O mais disfarçado dos preconceitos vem embalado pelo discurso da saúde. É verdade que
a obesidade está crescendo no Brasil. E é verdade que isso é sério. E é legítimo e relevante
pensar e discutir o fenômeno com responsabilidade.
Mas será que não há um exagero nisso? Ou pelo menos do uso preconceituoso que se faz
de uma questão tão séria? Hoje, quando olham para um gordo, além de feio, preguiçoso e
sem-vergonha, muitos enxergam também um doente. Gordura virou sinônimo de doença. E
nossa sociedade, que morre de medo de morrer, foge da doença. E das pessoas doentes. Os
gordos parecem ser os leprosos de nosso tempo. E esta seria minha primeira hipótese para
a repugnância que as pessoas gordas parecem evocar.
Não se trata de afirmar que a gordura não está relacionada a doenças — ou que a
obesidade não seja uma doença. A Organização Mundial da Saúde afirma que é, quem sou
eu para discordar. Só tento mostrar que é preciso tomar cuidado para não cometermos as
mesmas crueldades que nossos antepassados consumaram ao exorcizar epiléticos, isolar
leprosos. Todas essas práticas sempre foram realizadas “em nome do bem”. Guardadas as
proporções e o momento histórico, nossa sociedade pode estar transformando os gordos,
com os instrumentos desta época, nos culpados pela nossa impotência diante da doença e
da morte.
Hoje a vida tornou-se uma patologia. Difunde-se que muito do que sentimos não
deveríamos sentir. O ideal seria só sentir felicidade num corpo magro, musculoso e eterno.
Para cada sentimento e estado que extrapole esses limites impossíveis, há uma patologia e
uma pilha de remédios e procedimentos cirúrgicos para “curá-la”. Acredito que vale a pena
ter um pouco de cautela, enfiar alguns pontos de interrogação na cabeça, antes de sairmos
rotulando todos os gordos como doentes. E, pior, com uma doença que dependeria só de
boa vontade individual para ser curada.
Eu sou mais ou menos magra. Longe, bem longe do peso de uma modelo, mas ninguém
me chamaria de gorda na rua. A maior parte da minha família é magra. E todos nós temos
doenças.

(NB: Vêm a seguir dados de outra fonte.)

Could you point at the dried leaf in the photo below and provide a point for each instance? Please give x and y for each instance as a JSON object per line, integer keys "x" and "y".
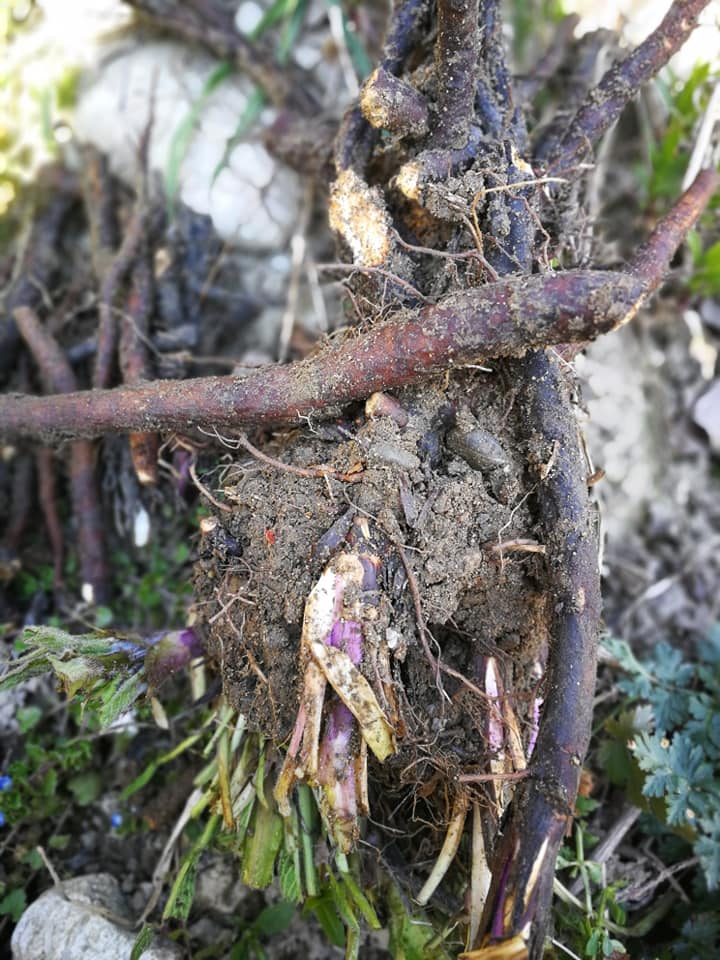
{"x": 357, "y": 695}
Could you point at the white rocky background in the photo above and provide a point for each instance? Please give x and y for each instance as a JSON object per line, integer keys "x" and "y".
{"x": 257, "y": 206}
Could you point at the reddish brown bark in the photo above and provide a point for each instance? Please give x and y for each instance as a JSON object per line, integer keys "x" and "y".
{"x": 58, "y": 376}
{"x": 501, "y": 319}
{"x": 523, "y": 861}
{"x": 606, "y": 101}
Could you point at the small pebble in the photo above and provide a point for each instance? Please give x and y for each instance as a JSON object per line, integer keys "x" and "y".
{"x": 396, "y": 456}
{"x": 478, "y": 448}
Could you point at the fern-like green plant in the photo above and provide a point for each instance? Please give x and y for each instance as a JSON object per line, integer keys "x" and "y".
{"x": 677, "y": 748}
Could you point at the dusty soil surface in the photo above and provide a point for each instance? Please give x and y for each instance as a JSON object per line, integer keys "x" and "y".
{"x": 450, "y": 489}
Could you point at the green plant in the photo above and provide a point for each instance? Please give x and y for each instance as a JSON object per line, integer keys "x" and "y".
{"x": 675, "y": 745}
{"x": 592, "y": 923}
{"x": 685, "y": 101}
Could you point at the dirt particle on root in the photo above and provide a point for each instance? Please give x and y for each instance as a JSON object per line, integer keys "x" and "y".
{"x": 416, "y": 491}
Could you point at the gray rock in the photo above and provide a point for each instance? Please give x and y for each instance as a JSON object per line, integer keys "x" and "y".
{"x": 75, "y": 924}
{"x": 707, "y": 414}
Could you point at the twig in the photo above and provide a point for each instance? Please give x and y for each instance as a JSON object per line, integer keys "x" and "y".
{"x": 48, "y": 504}
{"x": 622, "y": 81}
{"x": 500, "y": 319}
{"x": 378, "y": 271}
{"x": 58, "y": 376}
{"x": 204, "y": 490}
{"x": 456, "y": 63}
{"x": 40, "y": 264}
{"x": 497, "y": 320}
{"x": 491, "y": 777}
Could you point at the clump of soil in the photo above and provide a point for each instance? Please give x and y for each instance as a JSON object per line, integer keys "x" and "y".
{"x": 445, "y": 496}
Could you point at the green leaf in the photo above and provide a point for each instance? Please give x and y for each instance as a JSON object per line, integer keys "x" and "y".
{"x": 182, "y": 892}
{"x": 76, "y": 674}
{"x": 362, "y": 902}
{"x": 25, "y": 669}
{"x": 324, "y": 909}
{"x": 184, "y": 133}
{"x": 119, "y": 697}
{"x": 28, "y": 718}
{"x": 13, "y": 903}
{"x": 288, "y": 877}
{"x": 262, "y": 844}
{"x": 85, "y": 787}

Eu tenho quatro hérnias de disco. Meu pai, mesmo com um metabolismo
fenomenal e índices de colesterol e triglicérides perfeitos, tem problemas cardíacos desde
jovem. Meu irmão do meio não tem um grama de gordura a mais no corpo, come alimentos
saudáveis e se exercita com método: a cada semana corre quatro dias, faz musculação e
natação em outros dois. Ainda assim, é um pré-diabético.